I think while I have the door opened up and mess with the arms, I will also try one of the Autozone $55 motors. I don't think I have a problem with the runs. When the window works it is smooth and fairly fast.
 
Think it's alot of work.
Pull off the door skin and drop some 4 in 1 oil on the arms. You should be good for a while. Mine works fine now. Did this last fall. Yes, I'll have to do it again, but I think pulling out the motor and replacing it with a new one is more of a PITA...IMO.
 
Looks like the motor was the problem. I swapped in the Autozone motor and it works great. Generally I would go with OEM parts but $55 was too good of a deal to pass up. The connector was slightly different so I had to splice in the old one (2-wires).

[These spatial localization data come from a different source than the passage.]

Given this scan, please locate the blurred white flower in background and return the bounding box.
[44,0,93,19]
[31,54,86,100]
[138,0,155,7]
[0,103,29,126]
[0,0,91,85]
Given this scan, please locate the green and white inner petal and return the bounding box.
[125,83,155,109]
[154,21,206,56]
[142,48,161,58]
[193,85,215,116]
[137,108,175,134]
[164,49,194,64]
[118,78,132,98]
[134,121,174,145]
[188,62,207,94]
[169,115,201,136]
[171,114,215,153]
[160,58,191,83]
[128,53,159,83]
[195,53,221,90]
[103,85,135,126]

I did install some of the Pioneer speakers while it was apart which are a big improvement.
 
Goes ta show ya what I no.
 
Looks like the motor was the problem. I swapped in the Autozone motor and it works great. Generally I would go with OEM parts but $55 was too good of a deal to pass up. The connector was slightly different so I had to splice in the old one (2-wires).

I did install some of the Pioneer speakers while it was apart which are a big improvement.

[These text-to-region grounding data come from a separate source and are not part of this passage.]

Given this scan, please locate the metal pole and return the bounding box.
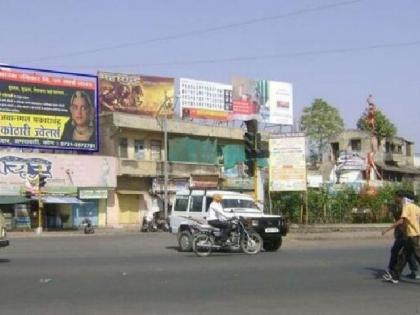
[37,169,43,234]
[163,116,168,219]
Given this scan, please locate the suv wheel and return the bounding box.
[178,230,193,252]
[263,238,282,251]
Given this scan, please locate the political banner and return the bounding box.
[0,65,98,151]
[180,78,232,121]
[98,71,175,117]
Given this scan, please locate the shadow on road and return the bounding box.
[0,258,11,263]
[365,267,386,279]
[165,246,180,251]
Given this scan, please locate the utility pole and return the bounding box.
[155,92,174,219]
[35,167,48,234]
[163,116,168,219]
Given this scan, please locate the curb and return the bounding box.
[6,224,391,241]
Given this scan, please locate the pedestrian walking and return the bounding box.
[382,190,420,284]
[382,207,418,282]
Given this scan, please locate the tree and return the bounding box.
[356,109,397,141]
[300,98,344,162]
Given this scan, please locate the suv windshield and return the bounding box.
[221,199,259,210]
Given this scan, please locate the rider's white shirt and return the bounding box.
[207,201,227,221]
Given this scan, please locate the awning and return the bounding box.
[0,196,31,204]
[41,196,85,204]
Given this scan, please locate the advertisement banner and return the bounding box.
[232,76,293,124]
[232,76,260,121]
[0,153,117,188]
[0,65,98,151]
[269,134,306,191]
[98,71,174,117]
[179,78,232,121]
[260,81,293,125]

What might have happened is the plastic gear inside your motor got stripped by the worm gear, due to some binding. It was probably only stripped in one part of the gear and thus the window would work until the worm gear reached the stripped part of the plastic gear.

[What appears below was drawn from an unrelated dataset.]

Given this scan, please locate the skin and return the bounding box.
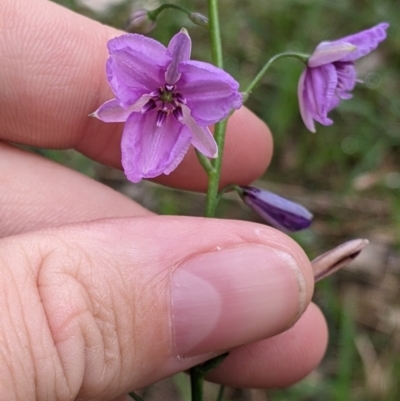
[0,0,328,400]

This is what happened to me. The fix for me was scavaging parts from a rear window assembly that I didn't plan to roll down.

Another common problem is the gear mechanism seal wears out and lets water, which rusts all the metal parts cause them to wear faster and not work properly. This seems to be most common on the driver's side window since it gets the most use. The other 3 windows on my rig were in perfect condition, but the driver's side was toast.

Here's my original thread on my problem and what I did to fix....

Does the autozone part include the motor and gear assembly? I assume it does as its sort of one assembly not really meant to take apart.

https://forum.ih8mud.com/80-series-tech/198117-power-window-repair-w-pics.html

Unfortunately, each motor for the 4 windows is a different part. The right and left windows are mirror assemblies of each other and will only work in the window they were built for. The front and rear assemblies are different size and shapes.
 
What might have happened is the plastic gear inside your motor got stripped by the worm gear, due to some binding. It was probably only stripped in one part of the gear and thus the window would work until the worm gear reached the stripped part of the plastic gear.

This is what happened to me. The fix for me was scavaging parts from a rear window assembly that I didn't plan to roll down.

Another common problem is the gear mechanism seal wears out and lets water, which rusts all the metal parts cause them to wear faster and not work properly. This seems to be most common on the driver's side window since it gets the most use. The other 3 windows on my rig were in perfect condition, but the driver's side was toast.

Here's my original thread on my problem and what I did to fix....

Does the autozone part include the motor and gear assembly? I assume it does as its sort of one assembly not really meant to take apart.

https://forum.ih8mud.com/80-series-tech/198117-power-window-repair-w-pics.html

Unfortunately, each motor for the 4 windows is a different part. The right and left windows are mirror assemblies of each other and will only work in the window they were built for. The front and rear assemblies are different size and shapes.

I actually saw your thread searching all the power window threads. I'm guessing that's what happened although I didn't tear apart the old motor.

The Autozone part is the complete motor that screws onto the scissor lift. As I mentioned, the connector isn't the same so you have to use the one from the Toyota motor as a donor.

For $55 it was a no-brainer to me. I don't know if it will have the longevity of the Toyota motor. It does have a lifetime warranty. Now that I know how to get it apart I could pull it in 20-minutes if I needed to.